Brian Matthew Chase (born October 8, 1981) is an American professional basketball player who last played for Olimpia Basket Matera of the Serie A2 Basket.

==College career==
Chase played college basketball at Virginia Tech from 1999 to 2003. He averaged 10.9 points, 2.8 rebounds and 1.9 assists per game during his four-year stint with the Virginia Tech Hokies.

==Professional career==
Chase went undrafted in the 2003 NBA draft. In the 2004–05 season, he joined the American Basketball Association (ABA) team Maryland Nighthawks, where he averaged 18.4 points, 3.6 rebounds and 2.3 assists per game in 13 matches. He began the 2005–06 season with the Gary Steelheads of the Continental Basketball Association (CBA). He then moved to the NBA D-League team Roanoke Dazzle in March 2006. He finished the season with the Nebraska Cranes of the United States Basketball League (USBL). In the 2006–07 season, he signed by the Utah Jazz, but was released during the regular season. Afterward, he joined the Los Angeles D-Fenders, where he averaged 16.2 points, 4 rebounds and 3.8 assists during that season. He was also selected to the NBA D-League All-Star Game.

Before the 2007–08 NBA season, Chase signed with the Miami Heat. However, he moved back to play with the D-Fenders. In March 2008, Chase's transfer to the Turkish Basketball League club Beşiktaş Cola Turka was confirmed.

In the 2008–09 season, Chase continued his European career playing in France for Le Mans Sarthe Basket where he averaged 13.3 points, 3.3 rebounds and 3.2 assists per game in the French Pro A and 12.4 points, 2.9 rebounds and 2.4 assists in 10 matches of the Euroleague. In February 2009, he moved to BC Dynamo Moscow of Russia, and averaged 18.8 points, 4.3 rebounds and 1.3 assists while playing in 4 matches of the Eurocup.

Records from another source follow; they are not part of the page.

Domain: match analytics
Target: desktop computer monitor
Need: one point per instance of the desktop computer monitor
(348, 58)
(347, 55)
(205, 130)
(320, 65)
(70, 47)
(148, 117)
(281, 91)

Chase spent entire 2009–10 season in Spain, playing for CB Valladolid and averaged 10.5 points, 1.7 rebounds and 1.2 assists per game.

At the start of the 2010–11 season, he moved to Bosnia and Herzegovina and signed one-year deal with KK Igokea. In January 2013, he signed with Vanoli Cremona in Italy.

On January 24, 2015, he signed with Eisbären Bremerhaven of the Basketball Bundesliga.